Математическим анализом разнообразных музыкальных гамм Ньютон впервые занялся еще в студенческие годы. Мелким крючковатым почерком он выписывал в своих тетрадях формулы, по которым простейший музыкальный интервал – октаву – можно было разъять на составляющие, по-разному комбинируя друг с другом входящие в нее двенадцать звуков. Затем, в нескольких аккуратных столбцах он сравнивал числовые ряды, получающиеся при разделении одной и той же октавы на 20, 24, 25, 29, 36, 41, 51, 53, 100, 120 и 612 частей. Чтобы облегчить сравнение получившихся величин, Ньютон создал новый математический инструмент – стандартный прибор для измерения интервалов между нотами – за двести лет до того, как акустическая наука вновь почувствует в нем необходимость.
Неопубликованный трактат позволяет оценить выводы, к которым он пришел. Человек не обладает врожденной музыкальностью, утверждал выдающийся ученый; естественное пение – прерогатива певчих птиц. В отличие от наших пернатых друзей, люди понимают и исполняют лишь то, чему их научили. И тем не менее в гаммах, основанных на современных, “вымышленных” звуковых пропорциях, есть что-то не то – как и в самом равномерно-темперированном строе.

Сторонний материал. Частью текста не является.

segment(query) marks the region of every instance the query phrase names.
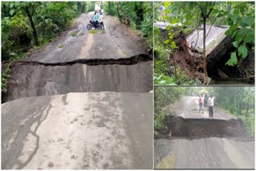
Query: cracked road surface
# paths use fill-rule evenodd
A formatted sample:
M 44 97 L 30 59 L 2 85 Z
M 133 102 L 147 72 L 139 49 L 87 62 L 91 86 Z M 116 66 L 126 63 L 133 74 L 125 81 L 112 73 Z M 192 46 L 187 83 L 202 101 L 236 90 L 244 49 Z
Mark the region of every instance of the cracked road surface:
M 82 14 L 71 30 L 14 63 L 3 101 L 69 92 L 152 90 L 153 62 L 146 40 L 110 16 L 105 34 L 90 34 L 86 26 L 92 16 Z
M 2 169 L 153 168 L 153 62 L 113 17 L 14 62 L 2 104 Z M 75 35 L 73 37 L 72 35 Z
M 152 95 L 70 93 L 4 103 L 2 168 L 150 169 Z
M 96 34 L 90 34 L 86 26 L 93 16 L 93 13 L 82 14 L 64 36 L 32 54 L 28 61 L 53 63 L 81 58 L 124 58 L 147 54 L 145 40 L 121 25 L 116 18 L 105 15 L 105 32 L 97 30 Z
M 220 107 L 214 118 L 198 113 L 198 97 L 168 106 L 173 139 L 155 139 L 155 169 L 254 169 L 254 137 L 242 122 Z M 242 122 L 242 124 L 241 124 Z
M 163 156 L 163 151 L 167 154 Z M 166 152 L 165 152 L 166 153 Z M 154 141 L 156 169 L 254 169 L 254 141 L 204 137 Z

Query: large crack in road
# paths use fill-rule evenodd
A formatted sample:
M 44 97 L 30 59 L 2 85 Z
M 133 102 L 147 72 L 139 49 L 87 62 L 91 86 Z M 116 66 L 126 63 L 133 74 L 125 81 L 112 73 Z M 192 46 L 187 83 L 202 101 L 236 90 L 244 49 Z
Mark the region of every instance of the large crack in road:
M 152 58 L 148 54 L 138 54 L 133 57 L 126 58 L 82 58 L 76 59 L 66 62 L 42 62 L 36 61 L 16 61 L 14 63 L 18 63 L 21 65 L 33 65 L 33 66 L 72 66 L 74 64 L 86 64 L 88 66 L 99 66 L 99 65 L 134 65 L 145 62 L 152 61 Z
M 92 16 L 13 63 L 2 96 L 2 169 L 152 169 L 146 40 L 110 16 L 104 33 L 90 34 Z
M 254 138 L 240 119 L 214 109 L 214 118 L 206 109 L 199 114 L 198 97 L 190 96 L 166 107 L 167 131 L 154 137 L 154 168 L 254 169 Z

Человеческий слух привык к новому звучанию, писал Ньютон, но позднейшие настройки все же лишают музыку ее естественной силы. Для тех, кто в теме, компромиссная равномерная темперация столь же неблагозвучна, сколь “неприятен глазу грязный, тусклый цвет”. Однако, добавлял он, пропорции, “установленные богом природы”, также потеряли практический смысл. Требуется система, которая была бы в ладу и с небом, и с землей.
Что ж, это был прекрасный идеал. Однако несмотря на все усилия Ньютона, конфликт вокруг музыкального строя будет бушевать еще сто с лишним лет.